Les syndicats, et notamment la Bangladesh National Garment Workers Employers League, ont rejeté cette offre "inhumaine et humiliante" dans un contexte d’inflation des prix alimentaires. Quatre millions de salariés particulièrement mal rémunérés ont fait du Bangladesh le deuxième exportateur mondial de vêtements, derrière la Chine. Les grands noms du commerce, comme l’américain Walmart, le français Carrefour ou le suédois H&M, s’y fournissent.
Le gouvernement est tiraillé entre des intérêts contradictoires. D’une part, il redoute qu’une hausse des prix de ses textiles (qui représentent 80 % du commerce extérieur, 15 % du PIB et 45 % de l’emploi industriel) ne fasse fuir Européens et Américains.
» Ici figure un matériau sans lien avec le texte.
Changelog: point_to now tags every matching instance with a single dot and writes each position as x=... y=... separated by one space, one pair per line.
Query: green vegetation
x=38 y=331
De l’autre, il doit s’efforcer de redorer l’image du pays, souvent assimilé à un bagne en raison de l’extrême modicité de la rémunération des salariés (un tiers du salaire moyen chinois) et du caractère déplorable de leurs conditions de travail. L’effondrement d’un atelier, le Rana Plaza, le 24 avril, avait fait 1 129 morts et mis en lumière les comportements de négriers de certains entrepreneurs. Certaines firmes étrangères, comme Walmart, ont refusé de participer à l’indemnisation des victimes et de leurs familles.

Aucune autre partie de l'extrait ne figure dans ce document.